An Application Layer Gateway (ALG) is a security service or filter included in many network firewall and routers. It is intended to handle application-level routing, filtering, and NAT traversal of various services used in internetworking today.
Purpose of an SIP ALG
ALGs perform a few optional services on the network edge:
- NAT traversal for applications that are not NAT-aware
- Session control for specific applications that require certain ports to remain open
- Policy-based routing and redirection, and traffic redirection for specific applications
- Granular control of application functions, commands, and features
Understanding SIP ALGs
ALGs typically reside at the edge router and use Stateful or Deep Packet Inspection in order to detect and then subsequently modify their target data. ALGs perform a function similar to transparent proxies.
Identifying an SIP ALG on a Network Firewall or Router
SIP ALGs are labeled with a variety of naming conventions including:
- SIP Inspection
- SIP Fixup
- SIP Inspect Service
- SIP Pass-Through
- SIP Transformations
- SIP Cleanup
- SIP Helper
- Voice Filtering Rules
Most network firewalls and routers have SIP ALGs enabled by default. More often times than not, SIP ALG controls/settings are hidden and are often seen on hidden or 'advanced' configuration menus. Sometimes, particularly with certain Cisco devices, SIP ALGs are not exposed on the web management portal of the firewall/router but within the command line interface (if equipped). Review your firewall/router vendor's documentation to determine if a SIP ALG is present, if it is enabled by default, and if it can be disabled. In other cases such as rented or managed equipment from your ISP, the end-customer may not have the ability to disable the SIP ALG without a support call to their ISP's help desk.
Symptoms of an SIP ALG Causing VoIP Call Problems
An ALG that is not compatible with the Barracuda Phone System can cause a wide range of issues for both inbound and outbound calls. The most common symptoms can include, but are not limited to:
- One-way ability to originate or terminate calls (e.g., can place an outbound call but cannot receive and inbound call).
- One-way audio for whole calls or during specific portions of calls in either direction (e.g., outbound or inbound).

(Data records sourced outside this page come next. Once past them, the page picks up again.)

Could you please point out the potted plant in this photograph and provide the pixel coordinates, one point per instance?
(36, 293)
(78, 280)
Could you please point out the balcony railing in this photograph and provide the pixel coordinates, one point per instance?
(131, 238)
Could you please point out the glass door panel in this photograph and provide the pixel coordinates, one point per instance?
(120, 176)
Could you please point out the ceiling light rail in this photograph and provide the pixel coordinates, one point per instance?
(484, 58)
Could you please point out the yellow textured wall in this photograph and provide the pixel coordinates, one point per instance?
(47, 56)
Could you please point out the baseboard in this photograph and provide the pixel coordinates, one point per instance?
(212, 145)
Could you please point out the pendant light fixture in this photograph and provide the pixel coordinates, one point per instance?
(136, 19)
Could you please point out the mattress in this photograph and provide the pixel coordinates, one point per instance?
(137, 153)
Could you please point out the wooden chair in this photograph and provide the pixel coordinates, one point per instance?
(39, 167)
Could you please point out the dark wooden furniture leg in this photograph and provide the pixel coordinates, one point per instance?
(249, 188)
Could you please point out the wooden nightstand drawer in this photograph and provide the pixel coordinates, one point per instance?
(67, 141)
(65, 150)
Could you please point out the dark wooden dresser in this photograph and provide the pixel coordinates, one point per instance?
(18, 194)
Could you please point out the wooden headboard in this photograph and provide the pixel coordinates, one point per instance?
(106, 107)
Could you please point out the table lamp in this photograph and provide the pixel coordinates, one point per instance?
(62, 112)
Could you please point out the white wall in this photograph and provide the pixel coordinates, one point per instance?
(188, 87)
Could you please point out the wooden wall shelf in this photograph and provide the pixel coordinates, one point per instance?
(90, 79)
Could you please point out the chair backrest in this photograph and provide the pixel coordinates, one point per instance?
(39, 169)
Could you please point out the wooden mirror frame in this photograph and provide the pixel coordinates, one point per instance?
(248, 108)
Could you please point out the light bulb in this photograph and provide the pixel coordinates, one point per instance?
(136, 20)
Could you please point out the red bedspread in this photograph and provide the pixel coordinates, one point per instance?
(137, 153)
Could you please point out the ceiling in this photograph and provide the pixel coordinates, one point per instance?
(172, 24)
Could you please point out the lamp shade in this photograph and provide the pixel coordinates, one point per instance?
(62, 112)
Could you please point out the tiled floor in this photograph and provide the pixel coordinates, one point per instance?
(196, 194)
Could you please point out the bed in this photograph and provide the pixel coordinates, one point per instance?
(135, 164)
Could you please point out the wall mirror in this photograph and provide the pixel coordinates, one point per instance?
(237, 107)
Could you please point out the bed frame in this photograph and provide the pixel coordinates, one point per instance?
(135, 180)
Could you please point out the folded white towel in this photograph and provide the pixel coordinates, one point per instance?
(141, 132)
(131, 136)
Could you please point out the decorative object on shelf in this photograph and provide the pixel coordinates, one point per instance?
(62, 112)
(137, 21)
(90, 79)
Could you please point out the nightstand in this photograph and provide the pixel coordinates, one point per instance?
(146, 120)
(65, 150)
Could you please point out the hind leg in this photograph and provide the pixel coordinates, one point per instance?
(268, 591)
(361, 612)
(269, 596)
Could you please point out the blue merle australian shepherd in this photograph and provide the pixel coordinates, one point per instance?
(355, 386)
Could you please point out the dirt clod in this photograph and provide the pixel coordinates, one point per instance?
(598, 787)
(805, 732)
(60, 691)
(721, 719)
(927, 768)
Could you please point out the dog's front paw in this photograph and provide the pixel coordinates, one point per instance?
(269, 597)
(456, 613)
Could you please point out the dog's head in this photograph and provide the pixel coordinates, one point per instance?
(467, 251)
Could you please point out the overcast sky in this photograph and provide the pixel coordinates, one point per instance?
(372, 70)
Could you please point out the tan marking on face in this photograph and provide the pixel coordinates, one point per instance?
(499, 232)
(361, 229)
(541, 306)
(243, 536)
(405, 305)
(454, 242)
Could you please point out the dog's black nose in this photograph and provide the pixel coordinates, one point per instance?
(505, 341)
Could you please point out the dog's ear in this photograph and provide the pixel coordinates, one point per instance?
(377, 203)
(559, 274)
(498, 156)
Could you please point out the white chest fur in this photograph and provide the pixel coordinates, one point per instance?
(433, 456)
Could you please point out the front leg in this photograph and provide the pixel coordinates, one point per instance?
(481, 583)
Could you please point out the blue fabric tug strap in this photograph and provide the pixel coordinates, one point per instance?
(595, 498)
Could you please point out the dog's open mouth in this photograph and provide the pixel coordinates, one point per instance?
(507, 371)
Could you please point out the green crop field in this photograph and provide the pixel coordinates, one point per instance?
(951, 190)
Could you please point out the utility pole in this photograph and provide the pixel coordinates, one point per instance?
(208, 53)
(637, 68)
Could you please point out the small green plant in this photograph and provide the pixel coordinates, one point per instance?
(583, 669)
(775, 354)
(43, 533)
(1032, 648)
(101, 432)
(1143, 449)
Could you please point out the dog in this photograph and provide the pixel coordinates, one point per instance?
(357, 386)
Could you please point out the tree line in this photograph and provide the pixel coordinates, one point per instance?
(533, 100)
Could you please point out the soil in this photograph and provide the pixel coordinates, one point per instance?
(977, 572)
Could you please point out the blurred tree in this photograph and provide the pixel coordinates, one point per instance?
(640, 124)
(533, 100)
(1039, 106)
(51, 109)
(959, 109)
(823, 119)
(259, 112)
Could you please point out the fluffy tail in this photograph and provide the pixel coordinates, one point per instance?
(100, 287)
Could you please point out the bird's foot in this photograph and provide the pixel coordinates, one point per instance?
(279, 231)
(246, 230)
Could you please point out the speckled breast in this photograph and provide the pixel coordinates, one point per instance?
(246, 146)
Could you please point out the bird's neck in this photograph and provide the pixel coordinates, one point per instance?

- Particular portions of SIP signaling messages that are missing or contain incorrect information.
- Apparently successful calls to/from remote phones and/or SIP providers and that are from/to the Barracuda Phone System but result in sudden drops less than one minute after the call was established.
Typically, signaling and/or audio problems appear where:
- Calls from phones that must traverse a NAT router to terminate at the Barracuda Phone System.
- Calls that are originated from the Barracuda Phone System to remote phones that are registered outside of the LAN.
Recommended SIP ALG Configuration on Edge Routers
The Barracuda Phone System is designed with NAT traversal in mind, and in most instances, handles the same functions as an SIP ALG more effectively without an external filtering server/service in place. In almost all known instances, it is recommended that you disable any SIP ALGs.